C’era una volta l’economia domestica. E c’è ancora. Con una differenza: se un tempo la scuola provava a fornire i rudimenti della brava casalinga o del padre di famiglia tuttofare, oggi sono altre le competenze che si prova a trasmettere agli studenti, fin dalla più tenera età. Perchè non è mai troppo presto per capire come si maneggia il denaro, cosa sono gli interessi, come si amministra, per esempio, una carta prepagata. L’educazione finanziaria entra in classe grazie al progetto realizzato dalla Banca d’Italia in collaborazione con l’ufficio scolastico dell’Emilia-Romagna. L’obiettivo è formare gli insegnanti fornendo gli strumenti teorici, ma anche veri e propri manualetti per aiutare i ragazzi a comprendere i meccanismi alla base dell’economia e della finanza: l’ignoranza, in questo campo più che in altro, può indurre in errori che posto costare letteralmente molto cari.

maurizio rocca

Le crisi, come quelle che si sono susseguite negli ultimi anni, presuppongono consumatori consapevoli e competenti, che siano in grado di non sottostimare i rischi”, spiega il direttore regionale di Bankitalia, Maurizio Rocca.

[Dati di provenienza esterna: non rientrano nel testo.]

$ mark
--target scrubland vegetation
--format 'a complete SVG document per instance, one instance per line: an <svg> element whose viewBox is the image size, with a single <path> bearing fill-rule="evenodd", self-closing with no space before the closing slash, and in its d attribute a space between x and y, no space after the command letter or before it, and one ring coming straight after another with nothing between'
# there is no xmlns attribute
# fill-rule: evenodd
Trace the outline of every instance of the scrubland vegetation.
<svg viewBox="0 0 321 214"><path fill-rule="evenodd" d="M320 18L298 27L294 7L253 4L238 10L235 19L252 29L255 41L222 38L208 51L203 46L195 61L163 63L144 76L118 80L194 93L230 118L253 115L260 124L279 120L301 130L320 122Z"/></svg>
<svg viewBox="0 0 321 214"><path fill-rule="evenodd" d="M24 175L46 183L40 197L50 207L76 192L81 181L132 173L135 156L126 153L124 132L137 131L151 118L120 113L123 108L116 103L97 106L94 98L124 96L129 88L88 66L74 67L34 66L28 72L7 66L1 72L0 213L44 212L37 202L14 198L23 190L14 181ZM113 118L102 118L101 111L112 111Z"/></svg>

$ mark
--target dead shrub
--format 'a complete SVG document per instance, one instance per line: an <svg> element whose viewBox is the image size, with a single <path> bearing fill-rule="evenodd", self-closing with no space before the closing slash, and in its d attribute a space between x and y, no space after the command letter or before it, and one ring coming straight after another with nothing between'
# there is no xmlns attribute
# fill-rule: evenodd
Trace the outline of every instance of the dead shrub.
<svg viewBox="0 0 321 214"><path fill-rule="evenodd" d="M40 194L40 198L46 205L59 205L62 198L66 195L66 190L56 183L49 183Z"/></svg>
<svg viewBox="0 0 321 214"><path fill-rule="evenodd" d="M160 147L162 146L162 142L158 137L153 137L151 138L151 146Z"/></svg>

Maggiore è la diffusione delle informazioni, maggiore è l’eguaglianza tra i cittadini. L’Italia ha dei problemi su questo fronte, ma la scuola può essere un canale fondamentale per diffondere le competenze in materia economica e finanziaria”, aggiunge Rocca. “In Italia tra c’è una forbice molto ampia tra competenze alte e altissime e competenze basse e bassissima. Siamo competentissimi e ignorantissimi con disparità a livello regionale. Le indagini dell’Ocse rappresentano un Paese non incapace, ma frantumato. Per noi che facciamo scuola questi dati sono mortificanti, ma anche una provocazione fortissima”, ammette il direttore dell’Ufficio scolastico regionale, Stefano Versari.

versari

Un tempo nelle scuole si insegnava economia domestica. Non stiamo scoprendo niente di nuovo. Quelle economiche sono competenze sfidanti di cui abbiamo necessità, anche alle elementari e alle medie: ci serve lì l’alfabetizzazione finanziaria, considerato anche l’alto numero di studenti di origine non italiana”, aggiunge.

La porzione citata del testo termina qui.